Memories of Sept. 11, combined with the looming war, have created a sense that New York is the homeland’s front line in the war with Iraq. And so officials are taking all sorts of new steps to fend off terrorist attacks and to refine the city’s response to them. The Police Department has, since Sept. 11, created an aggressive anti-terrorism arm that includes everything from officers staged overseas to the creation of a new post, deputy commissioner of intelligence, which has been filled by a reclusive former C.I.A. spook named David Cohen. More recently, the police unveiled Operation Atlas, a $5-million-per-week plan to protect the city with combat jets overhead and elite police teams that will stand guard over vulnerable points like bridges, tunnels, hotels and churches.
A Visible Target
“New York has to be at the top of the scale in terms of preparation, because it’s logically the most visible target, along with Washington as the second,” said Robert McCrie, a department chair at the John Jay College of Criminal Justice. “The people in law enforcement have made a reasonable adjustment to the way circumstances have changed from 18 months ago.”

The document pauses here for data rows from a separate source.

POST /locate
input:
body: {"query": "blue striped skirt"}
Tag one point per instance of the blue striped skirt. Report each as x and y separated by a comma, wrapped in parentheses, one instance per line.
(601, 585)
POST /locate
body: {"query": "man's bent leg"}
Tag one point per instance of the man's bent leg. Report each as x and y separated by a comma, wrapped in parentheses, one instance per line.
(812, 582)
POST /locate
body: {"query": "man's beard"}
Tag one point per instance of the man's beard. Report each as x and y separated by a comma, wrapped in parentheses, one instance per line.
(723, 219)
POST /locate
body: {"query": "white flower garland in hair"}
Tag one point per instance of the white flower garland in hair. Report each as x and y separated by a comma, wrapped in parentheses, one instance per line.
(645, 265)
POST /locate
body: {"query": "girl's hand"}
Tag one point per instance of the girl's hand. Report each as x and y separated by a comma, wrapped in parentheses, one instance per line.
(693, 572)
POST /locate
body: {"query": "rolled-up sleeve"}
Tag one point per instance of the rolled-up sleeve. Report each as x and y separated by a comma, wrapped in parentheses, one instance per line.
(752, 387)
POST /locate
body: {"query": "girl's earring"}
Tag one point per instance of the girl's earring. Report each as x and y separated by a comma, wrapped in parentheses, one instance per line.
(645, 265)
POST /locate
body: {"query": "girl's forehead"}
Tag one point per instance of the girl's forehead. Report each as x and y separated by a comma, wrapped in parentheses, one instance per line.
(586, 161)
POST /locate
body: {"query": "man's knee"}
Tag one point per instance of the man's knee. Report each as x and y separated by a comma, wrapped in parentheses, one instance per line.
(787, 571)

Meanwhile, Mayor Michael Bloomberg has undertaken war-room drills in which he practices responses to all sorts of attacks, including dirty bombs and even nuclear attack. And his aides have been trying to determine the most effective public posture he should adopt during the war. Mr. Bloomberg, who rides the subway to work, has made a point of telling New Yorkers that they should leave safety in the hands of the professionals and go about their business, an apparent effort to prevent fear from paralyzing the city and its economy. His advisers say he is likely during wartime to refrain from daily press conferences on safety questions, instead preferring to weigh in when he senses that public anxiety is on the rise.
“He doesn’t do press conferences for the sake of doing press conferences,” said Ed Skyler, the Mayor’s press secretary. “But if he feels the public needs reassurance, he’ll be the first one to go in front of the cameras.”

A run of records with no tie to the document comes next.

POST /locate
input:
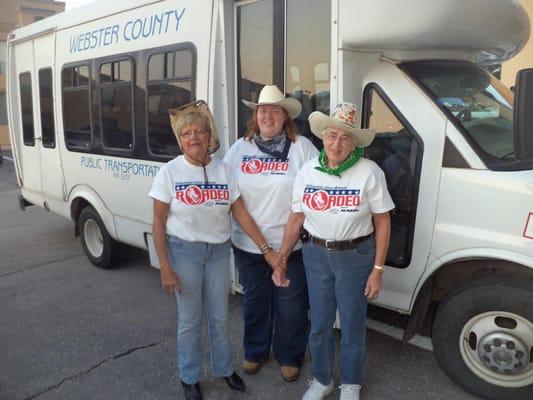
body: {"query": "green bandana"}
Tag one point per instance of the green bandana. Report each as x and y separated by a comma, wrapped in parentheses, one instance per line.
(337, 171)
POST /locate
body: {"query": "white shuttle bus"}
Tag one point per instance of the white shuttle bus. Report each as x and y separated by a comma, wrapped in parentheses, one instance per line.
(89, 90)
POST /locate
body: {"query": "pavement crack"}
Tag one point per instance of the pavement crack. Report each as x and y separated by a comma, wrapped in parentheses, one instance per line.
(40, 265)
(90, 369)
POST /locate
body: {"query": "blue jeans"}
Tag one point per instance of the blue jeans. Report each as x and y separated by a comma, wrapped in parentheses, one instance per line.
(337, 279)
(203, 269)
(273, 315)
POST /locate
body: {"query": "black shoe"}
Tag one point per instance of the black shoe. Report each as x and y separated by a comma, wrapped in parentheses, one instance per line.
(235, 382)
(192, 392)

Then there’s the question of the city’s ability to respond to disasters, which has posed a political dilemma for city officials. In its current state, the command center is fully prepared to respond to disasters, but it’s not on full alert, which entails dozens of officials from just about every agency manning the center’s computers around the clock. The center tends to be fully activated when disaster strikes, such as a blizzard or during the recent explosion of a barge off Staten Island. Officials considered placing the command center on full alert for an undetermined period during the war rather than wait for a disaster to strike. But they put that plan on hold, according to a senior Bloomberg administration official, because such an act might frighten the public rather than reassure it.
“It’s a delicate balancing act,” the senior official said. “It’s between doing everything you can to protect the public without scaring them at the same time.”
This is not to say that the command center isn’t ready for war-related disasters. City officials are careful to describe their approach as an “all-hazard” approach, which means that they work on plans that can be applied not just to terrorist attacks, but all kinds of disasters. Still, it seems clear that their focus has shifted in recent months with the threat of war in Iraq. The hiring of new staff members who specialize in treating chemical and biological attacks, the stockpiling of special medicines and, to a lesser extent, the new evacuation plans are clearly efforts to be ready for the worst man-made disasters imaginable. Other plans reportedly include vaccination centers in the event of smallpox or other bioterror attacks, as well as the stockpiling of antiradiation pills and Cipro, an antibiotic used for anthrax.
“We face new challenges,” Mr. Odermatt said. “We have to be able to step up to the plate and meet them.”